In 2025, Wooldridge won the Royal Society’s prestigious Faraday prize for his expertise in communicating scientific ideas in lay terms. His accompanying lecture, given in February, was titled This Is Not the AI We Were Promised. Around the same time, Wooldridge speculated on AI having a “Hindenburg moment” – the Hindenburg crash killed the airship industry overnight. “It’s entirely plausible that we could see some similar AI-related disaster,” he says. “Computer programs go wrong in all sorts of ways and we are totally reliant on a computing network infrastructure where AI is increasingly embedded.” Having said that, when it comes to existential risks, “AI is not high on my list of things that keeps me awake at night,” he says. “I don’t worry about a robot takeover. At least, it’s not in my top five.” The fact that he considers nuclear war a greater threat is hardly reassuring, mind you.
If he could, though, he would slow the pace of AI development, “just so that we have more time to understand what’s going on”. It is, he points out, a classic “prisoner’s dilemma”, one of the foundational parables of game theory. In the standard scenario, two prisoners must separately decide whether to confess to a crime they have jointly committed, or keep quiet. If one confesses and the other doesn’t, only the confessor will be freed. If both confess, they will each serve a shorter term. If both keep quiet, they’ll serve even shorter terms. So they’d do better if both agreed to keep quiet, but neither knows what the other prisoner will do. Counterintuitively, perhaps, game theory concludes that the smartest option is to confess.
By the same logic, AI companies are locked in a race to get ahead. Their competition means even more expenditure, resources and energy-hungry datacentres, with no net increase in benefit for humanity. But here we are. “We’ve got a small number of very, very wealthy companies that are busy pursuing AI, while at the same time saying that they are afraid that something’s going to go horribly wrong with it. So why are they busy pursuing it?
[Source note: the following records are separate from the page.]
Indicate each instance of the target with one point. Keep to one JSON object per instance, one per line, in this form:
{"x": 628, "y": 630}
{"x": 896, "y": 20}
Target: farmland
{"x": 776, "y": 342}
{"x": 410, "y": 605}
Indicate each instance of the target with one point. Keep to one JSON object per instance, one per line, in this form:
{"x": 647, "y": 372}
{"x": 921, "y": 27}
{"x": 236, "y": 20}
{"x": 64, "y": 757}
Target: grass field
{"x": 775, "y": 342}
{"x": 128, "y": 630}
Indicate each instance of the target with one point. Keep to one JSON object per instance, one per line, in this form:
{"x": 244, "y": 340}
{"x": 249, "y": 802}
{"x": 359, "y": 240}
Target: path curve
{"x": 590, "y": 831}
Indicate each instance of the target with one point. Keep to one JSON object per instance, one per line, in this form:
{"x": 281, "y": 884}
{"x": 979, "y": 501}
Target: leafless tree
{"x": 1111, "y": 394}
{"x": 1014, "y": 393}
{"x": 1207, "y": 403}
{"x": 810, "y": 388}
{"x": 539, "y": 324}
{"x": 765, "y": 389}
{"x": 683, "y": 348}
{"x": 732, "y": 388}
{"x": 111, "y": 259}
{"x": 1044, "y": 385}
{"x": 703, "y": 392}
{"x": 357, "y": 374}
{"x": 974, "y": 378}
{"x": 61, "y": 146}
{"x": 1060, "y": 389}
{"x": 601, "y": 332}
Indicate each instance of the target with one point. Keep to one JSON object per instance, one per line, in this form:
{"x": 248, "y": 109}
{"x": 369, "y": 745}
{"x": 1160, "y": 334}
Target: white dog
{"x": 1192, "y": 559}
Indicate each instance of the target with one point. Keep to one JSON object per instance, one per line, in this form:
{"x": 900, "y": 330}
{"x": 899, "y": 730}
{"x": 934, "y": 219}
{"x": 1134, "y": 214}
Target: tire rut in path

Because they think if we back down and we don’t pursue it, somebody else will.”
Was he ever tempted by Silicon Valley himself? “There are a few points at which that could have happened, I suspect,” he says. “But I’m 60 this year and it’s a young person’s game right now.” Some have argued there’s no point in studying at all these days, now that AI is predicted to replace so much of human activity. Wooldridge doesn’t see it like that. “I didn’t get into computing because I thought it was going to give me a good job. I got into it because I was just really interested in it.” He gets a lot of parents asking him what their kids should study at university, he says, “and the answer is: ‘Let them study something that they’re really passionate about.’ I think that’s the most important thing by far.”